Welcome to this week’s China Ready Now Round-Up.
With Chinese New Year almost upon us, this week’s Round-Up is here just in time for some last-minute motivation to help get your business ready to receive a bumper-load of Chinese guests.
The past week has seen a plethora of articles about Chinese independent travel, the rising number of female and young Chinese tourists, tourism-focused marketing campaigns by China’s tech giants, and a few great stories on measures being adopted by specific businesses to tap into the Chinese tourist market.
But my favourite story is this one on Accor Hotels, the hotel chain which is now the choice of accommodation for one in eight Chinese visitors to Australia. So, how did they carve out such dominance of this market?
According to their director of sales, Kate Marshall, Accor has had a dedicated Chinese guest strategy since 2011. Of all the implementations under this strategy, the two most popular things with Chinese guests are including congee on breakfast buffets and leaving welcome kits translated in Mandarin in the room. Guess what? We can help with those welcome kits!
Marshall also notes the changing trends of Chinese tourists, who are choosing higher quality hotels, staying longer, and venturing out for more experiences. “Now the young ones want a more challenging experience – they want to go back to China with a bragging experience.”
So, how can your business create these bragging experiences and communicate them to a Chinese audience? Get in touch with us for a free consultation to find out how we can help!
We hope you enjoy this week’s Round-Up.
Australia and New Zealand focus:
- Bobbie the Bear drives home road safety message to Chinese tourists in Tasmania: A purple bear and Chinese language park rangers are making life easier for Chinese visitors to Tasmania. Bobbie the Bear fronts the latest road safety campaign, on the back of growing numbers of Chinese tourists who are choosing to self-drive. See also Car Rental Market Heats Up as Chinese Tourists Embrace Self-Drive Travel.
- Hotels, tourism operators prepare for the year of the chook (paywall): As the Year of the Rooster approaches on January 28, Australia’s biggest hotel chain AccorHotels is celebrating the fact one in eight Chinese visitors to Australia now stays in one of its properties. Accor has had a dedicated strategy for Chinese guests in place since 2011, which includes Chinese-language welcome kits, which is “really paying dividends”, according to their director of sales.
- Sydney Airport and retail partners launch Chinese New Year campaign: Sydney Airport and its retail partners will mark Chinese New Year with a range of activities including performances, tailored shopping offers and decorations.
- More Chinese International Tourists from China’s Lower-Tier Cities Crave Independent Travel: The growth of independent travel from China’s lower-tier cities is outpacing that of first-tier cities, according to a report jointly conducted by Skyscanner China and UnionPay. Among other topics, the report also looks into the seasonality, gender ratios, shopping behavior, and popular airlines among Chinese independent travelers.
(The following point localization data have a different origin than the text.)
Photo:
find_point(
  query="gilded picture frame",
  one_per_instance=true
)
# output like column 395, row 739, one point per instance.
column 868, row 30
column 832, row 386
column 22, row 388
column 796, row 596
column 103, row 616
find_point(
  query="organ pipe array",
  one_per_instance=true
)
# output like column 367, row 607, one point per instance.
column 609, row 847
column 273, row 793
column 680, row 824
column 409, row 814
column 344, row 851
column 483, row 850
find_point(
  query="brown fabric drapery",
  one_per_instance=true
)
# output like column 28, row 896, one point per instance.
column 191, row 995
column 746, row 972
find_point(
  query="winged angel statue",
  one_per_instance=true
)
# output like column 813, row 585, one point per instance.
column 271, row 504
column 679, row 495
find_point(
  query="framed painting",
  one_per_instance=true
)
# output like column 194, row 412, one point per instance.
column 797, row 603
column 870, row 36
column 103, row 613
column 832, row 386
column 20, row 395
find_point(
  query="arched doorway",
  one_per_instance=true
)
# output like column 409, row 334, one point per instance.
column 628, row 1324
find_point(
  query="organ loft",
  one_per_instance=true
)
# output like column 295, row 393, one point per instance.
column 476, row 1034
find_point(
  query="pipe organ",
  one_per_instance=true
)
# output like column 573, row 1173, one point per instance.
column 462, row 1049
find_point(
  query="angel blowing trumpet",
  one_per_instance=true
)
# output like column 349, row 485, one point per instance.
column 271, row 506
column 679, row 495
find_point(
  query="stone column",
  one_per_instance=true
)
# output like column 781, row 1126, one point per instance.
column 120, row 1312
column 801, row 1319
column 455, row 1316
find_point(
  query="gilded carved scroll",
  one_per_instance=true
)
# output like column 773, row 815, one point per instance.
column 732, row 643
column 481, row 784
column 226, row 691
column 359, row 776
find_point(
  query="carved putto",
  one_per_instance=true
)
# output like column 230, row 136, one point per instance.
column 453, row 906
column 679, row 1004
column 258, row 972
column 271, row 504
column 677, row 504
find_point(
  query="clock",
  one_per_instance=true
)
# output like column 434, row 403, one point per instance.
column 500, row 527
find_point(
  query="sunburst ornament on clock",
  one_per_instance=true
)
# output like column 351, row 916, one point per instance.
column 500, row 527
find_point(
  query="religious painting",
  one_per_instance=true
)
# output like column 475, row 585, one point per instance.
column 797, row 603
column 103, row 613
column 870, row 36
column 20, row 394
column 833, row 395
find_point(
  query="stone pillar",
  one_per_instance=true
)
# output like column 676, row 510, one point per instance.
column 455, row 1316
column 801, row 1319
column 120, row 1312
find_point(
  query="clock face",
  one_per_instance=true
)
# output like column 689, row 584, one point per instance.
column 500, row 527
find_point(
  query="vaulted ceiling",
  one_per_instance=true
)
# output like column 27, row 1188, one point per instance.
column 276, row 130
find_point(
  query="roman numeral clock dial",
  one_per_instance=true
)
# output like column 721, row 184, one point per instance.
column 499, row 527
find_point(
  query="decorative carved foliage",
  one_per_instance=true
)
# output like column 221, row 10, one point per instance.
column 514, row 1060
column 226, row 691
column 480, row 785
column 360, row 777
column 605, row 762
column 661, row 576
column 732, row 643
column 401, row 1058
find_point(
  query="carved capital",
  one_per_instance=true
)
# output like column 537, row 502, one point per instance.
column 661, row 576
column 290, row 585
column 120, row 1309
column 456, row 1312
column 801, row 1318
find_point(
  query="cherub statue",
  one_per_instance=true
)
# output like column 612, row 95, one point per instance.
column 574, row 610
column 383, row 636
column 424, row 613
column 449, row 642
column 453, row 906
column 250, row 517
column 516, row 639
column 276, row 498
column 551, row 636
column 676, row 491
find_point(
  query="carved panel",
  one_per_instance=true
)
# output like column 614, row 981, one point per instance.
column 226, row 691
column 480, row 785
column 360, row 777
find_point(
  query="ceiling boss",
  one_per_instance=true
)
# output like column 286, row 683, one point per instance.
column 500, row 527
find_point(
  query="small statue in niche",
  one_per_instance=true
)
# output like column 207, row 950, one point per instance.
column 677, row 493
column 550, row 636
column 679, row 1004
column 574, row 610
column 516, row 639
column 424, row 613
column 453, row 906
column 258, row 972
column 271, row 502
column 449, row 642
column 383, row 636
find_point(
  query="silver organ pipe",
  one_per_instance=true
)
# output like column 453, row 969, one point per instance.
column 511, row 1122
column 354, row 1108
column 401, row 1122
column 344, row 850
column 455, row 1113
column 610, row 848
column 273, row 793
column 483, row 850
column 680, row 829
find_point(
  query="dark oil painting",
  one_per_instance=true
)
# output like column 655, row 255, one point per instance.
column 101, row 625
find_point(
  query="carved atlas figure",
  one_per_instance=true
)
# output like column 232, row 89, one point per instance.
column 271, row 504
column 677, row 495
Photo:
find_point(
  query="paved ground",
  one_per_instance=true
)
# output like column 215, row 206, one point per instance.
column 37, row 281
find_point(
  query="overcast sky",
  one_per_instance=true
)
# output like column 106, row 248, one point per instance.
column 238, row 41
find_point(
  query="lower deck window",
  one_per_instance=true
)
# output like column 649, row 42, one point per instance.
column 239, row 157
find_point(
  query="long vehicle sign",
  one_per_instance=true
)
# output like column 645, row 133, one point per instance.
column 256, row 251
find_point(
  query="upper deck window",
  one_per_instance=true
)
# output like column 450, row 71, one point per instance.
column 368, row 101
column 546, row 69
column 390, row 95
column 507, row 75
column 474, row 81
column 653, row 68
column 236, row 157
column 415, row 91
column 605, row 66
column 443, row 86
See also More Chinese visitors abandoning tour buses and going it alone and Customised Travel: The next big thing for Chinese tourists?
- Tech Giants Borrow From ‘Pokémon GO’ For Chinese New Year Inspiration: For centuries, people across Asia have celebrated Chinese New Year by handing out red envelopes (hongbao), containing cash as a token of good luck. Now China’s technology giants are redefining this tradition for the digital age by adding a special feature to their smartphone games in hopes of attracting more users to their platforms.
- Female tourists dominate China’s outbound tourism: According to Tuniu, one of China’s largest OTAs, Chinese female tourists now outnumber male tourists, comprising 62% of outbound travelers. Chinese are also increasingly likely to travel with multiple generations, due to larger household incomes, Tuniu has also revealed that their fastest growing client group is customers under 18 years of age.
- Chinese travelers judge destinations by their cuisine before their shops: The way to Chinese travelers’ wallets may be via their stomachs.